Exercise is considered one of the cornerstones of treatment for people living with type 2 diabetes for a host of reasons: it improves the body’s use of insulin, burns excess body fat, improves muscle strength and heart health, increases bone density, lowers blood pressure, relieves stress, lifts one’s mood, and increases energy.

Exercise doesn’t just make you feel better, it also reduces disease, lessens hospitalizations, and can actually help you live longer. A 2012 study of 650,000 people from the U.S.-based Brigham and Women’s Hospital and the National Cancer Institute proved just that. It found that people over 40 who walked briskly for 75 minutes per week lived an extra 1.8 years. That increased to 3.4 years when they walked 150 to 299 minutes per week and to 4.5 years for 450 minutes per week.

Image_003The Canadian Diabetes Association recommends at least 30 minutes of moderate activity five days a week for a total of 150 minutes of exercise.

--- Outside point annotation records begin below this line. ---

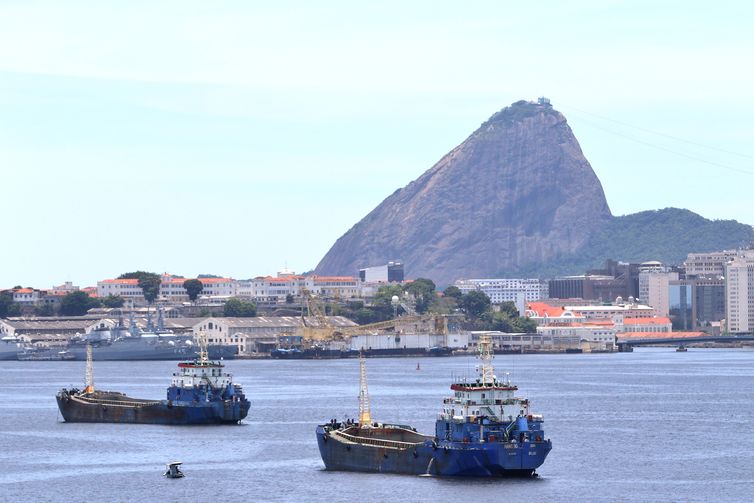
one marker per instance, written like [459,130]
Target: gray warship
[10,347]
[131,343]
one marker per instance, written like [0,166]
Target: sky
[239,137]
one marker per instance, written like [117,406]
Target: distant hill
[517,197]
[667,235]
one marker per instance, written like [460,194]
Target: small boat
[201,392]
[173,470]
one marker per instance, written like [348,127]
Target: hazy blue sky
[234,137]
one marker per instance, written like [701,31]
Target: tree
[423,290]
[149,283]
[77,303]
[240,308]
[44,309]
[7,306]
[475,303]
[193,288]
[113,301]
[453,292]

If you hate the idea of hitting the gym for a workout, there are plenty of other fun— yes, fun!—ways to work in that exercise.

Spring is a time when many people start thinking about kick-starting a new exercise program or ramping up their existing routine. With the onset of warm weather and longer days in the summer, why not consider one or more of these outdoor activities as a way to keep fit?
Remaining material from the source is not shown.